Entretanto, o referendo pela independência da Catalunha, em outubro de 2017, redesenhava trincheiras na campo de batalha político espanhol. As divisões nacionalistas atingiram com força o Podemos, que se recusou a tomar uma posição clara, condenando a repressão policial contra os catalães mas sendo contrário à independência da Catalunha – defenderam um projeto federalista que já não agradava a ninguém. Já Sánchez não teve meias medidas e abraçou a posição da maioria do seu eleitorado, intransigente quanto à unidade de Espanha. O líder do PSOE alinhou de perto com Rajoy quanto à aplicação do artigo 155 – que coloca o poder regional nas mãos de Madrid em caso de incumprimento da Constituição. Aliás, em alguns pontos, Sánchez pareceu querer ir ainda mais longe do que Rajoy, que acusou de indecisão e falta de vontade política quanto ao assunto, alguns meses depois – apesar das imagens da Guardia Civil a carregar sobre eleitores durante o referendo mostrarem tudo menos hesitação. 

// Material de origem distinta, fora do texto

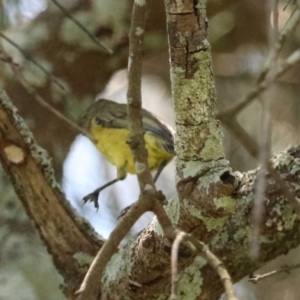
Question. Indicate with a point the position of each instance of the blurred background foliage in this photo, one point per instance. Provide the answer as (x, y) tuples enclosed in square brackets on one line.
[(239, 36)]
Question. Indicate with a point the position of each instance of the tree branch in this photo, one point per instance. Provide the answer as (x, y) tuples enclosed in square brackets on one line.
[(31, 173)]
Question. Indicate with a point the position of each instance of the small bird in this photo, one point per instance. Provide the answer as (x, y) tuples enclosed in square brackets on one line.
[(106, 123)]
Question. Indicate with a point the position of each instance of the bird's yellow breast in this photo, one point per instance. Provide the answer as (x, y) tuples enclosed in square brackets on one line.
[(111, 142)]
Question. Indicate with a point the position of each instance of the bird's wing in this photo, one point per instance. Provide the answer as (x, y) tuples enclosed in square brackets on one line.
[(151, 124)]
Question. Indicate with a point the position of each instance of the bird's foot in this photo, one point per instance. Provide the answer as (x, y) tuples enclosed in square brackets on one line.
[(92, 197), (124, 212)]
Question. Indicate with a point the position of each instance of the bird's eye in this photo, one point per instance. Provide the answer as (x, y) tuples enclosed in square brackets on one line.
[(98, 121)]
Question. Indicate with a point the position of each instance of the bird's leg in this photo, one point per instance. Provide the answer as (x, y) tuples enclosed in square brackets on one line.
[(93, 197), (159, 170)]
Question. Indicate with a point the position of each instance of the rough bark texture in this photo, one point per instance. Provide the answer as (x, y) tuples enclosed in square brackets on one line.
[(65, 235), (210, 204)]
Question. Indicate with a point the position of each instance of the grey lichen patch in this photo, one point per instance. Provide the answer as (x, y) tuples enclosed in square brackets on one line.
[(120, 264), (194, 98), (173, 211), (83, 259), (200, 142), (199, 168), (282, 159), (211, 223), (190, 280), (213, 147), (39, 154), (241, 234), (14, 154), (226, 203)]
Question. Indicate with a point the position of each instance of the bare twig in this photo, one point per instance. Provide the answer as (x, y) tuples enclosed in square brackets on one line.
[(90, 287), (292, 60), (252, 147), (90, 35), (28, 57), (200, 249), (16, 70), (265, 141), (276, 49), (31, 174), (284, 269)]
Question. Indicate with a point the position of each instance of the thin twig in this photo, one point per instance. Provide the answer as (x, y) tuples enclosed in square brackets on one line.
[(265, 142), (252, 147), (16, 70), (28, 57), (90, 35), (90, 287), (200, 249), (275, 51), (292, 60), (174, 264), (284, 269)]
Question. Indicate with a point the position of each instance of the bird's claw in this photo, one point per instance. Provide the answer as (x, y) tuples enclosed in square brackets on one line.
[(92, 197), (124, 212)]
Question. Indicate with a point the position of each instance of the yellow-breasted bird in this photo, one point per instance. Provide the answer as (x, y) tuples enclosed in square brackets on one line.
[(107, 126)]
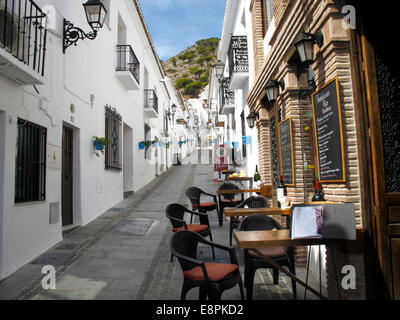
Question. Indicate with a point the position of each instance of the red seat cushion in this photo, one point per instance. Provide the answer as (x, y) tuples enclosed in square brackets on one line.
[(215, 271), (192, 227), (274, 252), (208, 204)]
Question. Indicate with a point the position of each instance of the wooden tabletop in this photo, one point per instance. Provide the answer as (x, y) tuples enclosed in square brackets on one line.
[(266, 191), (244, 212), (273, 238), (241, 178)]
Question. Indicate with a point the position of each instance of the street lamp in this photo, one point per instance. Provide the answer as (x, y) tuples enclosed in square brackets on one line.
[(305, 49), (273, 90), (251, 119), (95, 14), (219, 70)]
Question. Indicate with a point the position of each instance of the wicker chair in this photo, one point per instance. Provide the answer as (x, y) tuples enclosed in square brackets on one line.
[(194, 194), (228, 200), (252, 202), (176, 212), (280, 255), (211, 278)]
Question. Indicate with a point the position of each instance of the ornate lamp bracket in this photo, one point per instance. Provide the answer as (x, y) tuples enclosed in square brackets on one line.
[(73, 34)]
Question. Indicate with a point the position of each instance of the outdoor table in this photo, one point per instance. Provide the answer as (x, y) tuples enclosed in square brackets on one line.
[(278, 238), (265, 191), (241, 180)]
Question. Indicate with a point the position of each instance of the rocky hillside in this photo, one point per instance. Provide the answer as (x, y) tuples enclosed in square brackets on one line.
[(190, 68)]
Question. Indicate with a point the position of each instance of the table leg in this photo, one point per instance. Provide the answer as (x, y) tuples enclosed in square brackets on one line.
[(289, 274)]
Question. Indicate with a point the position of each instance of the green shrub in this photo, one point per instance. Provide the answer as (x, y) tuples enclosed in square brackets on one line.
[(193, 88)]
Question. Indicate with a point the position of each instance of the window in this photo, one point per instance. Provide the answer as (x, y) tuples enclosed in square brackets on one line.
[(268, 13), (244, 147), (147, 137), (113, 134), (106, 4), (30, 163)]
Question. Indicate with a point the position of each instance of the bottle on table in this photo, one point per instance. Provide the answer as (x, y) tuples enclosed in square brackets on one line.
[(319, 196), (281, 192), (257, 176)]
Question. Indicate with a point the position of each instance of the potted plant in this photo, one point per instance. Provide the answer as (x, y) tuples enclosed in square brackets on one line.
[(100, 144)]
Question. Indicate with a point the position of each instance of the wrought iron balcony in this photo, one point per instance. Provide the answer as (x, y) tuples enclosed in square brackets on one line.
[(238, 61), (23, 38), (128, 67), (151, 103), (228, 98)]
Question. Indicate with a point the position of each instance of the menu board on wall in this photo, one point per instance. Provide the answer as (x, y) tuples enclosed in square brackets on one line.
[(286, 148), (329, 133)]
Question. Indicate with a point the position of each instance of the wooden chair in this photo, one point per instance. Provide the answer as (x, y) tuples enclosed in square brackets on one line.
[(280, 255), (176, 213), (194, 194), (252, 202), (211, 278), (228, 200)]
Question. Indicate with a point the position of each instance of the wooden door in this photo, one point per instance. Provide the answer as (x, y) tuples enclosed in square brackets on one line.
[(67, 177), (381, 81)]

O grande momento de Sánchez chegou em 2018, quando um escândalo de financiamentos ilegais do PP devastou o Governo de Rajoy, acusado pela oposição de obstruir a justiça durante o processo. Os socialistas chegaram-se à frente, aprovando uma moção de censura com 180 votos a favor – mais cinco votos que os 175 necessários a uma maioria. Sánchez não teve pudores em usar o êxtase com a queda de Rajoy para ir além das fraturas nacionalistas, cosendo a ‘coligação Frankenstein’ que o votou primeiro-ministro em junho de 2018. Para manter a frágil aliança, Sánchez levou a cabo uma reversão parcial da austeridade imposta por Bruxelas, incluindo um aumento do salário mínimo para 900 euros, a maior subida desde 1977, de 22%. «Um país rico não pode ter trabalhadores pobres», proclamou o primeiro-ministro. O entusiasmo e apoio de Iglesias foi contrabalançado com o crescente ressentimento dos independentistas catalães, que explodiu com o julgamento dos seus líderes, que arriscam pesadas penas de prisão por levarem a cabo o referendo de 2017. Sánchez foi forçado a convocar eleições antecipadas, nas quais surgiu um novo fator – o crescimento eleitoral do partido de extrema-direita Vox, que ameaçava entrar com força no Parlamento espanhol, depois a derrota dos socialistas na Andaluzia. Perante a possibilidade de uma maioria de direita – articulada pelo PP e incluindo o Vox e o Ciudadanos – o líder do PSOE apresentou-se como moderado, europeísta e a única alternativa ao nacionalismo, enquanto o ímpeto radical do Unido Podemos desaparecia com o desgaste do apoio ao Governo. A derrota das três direitas ressuscitou um partido que rumou a um papel secundário e que, de súbito, é o mais votado. Hoje, o doutor Frankenstein contempla os seus rivais do PP, feridos de morte, enquanto avalia calmamente que próxima coligação improvável montar – ou não.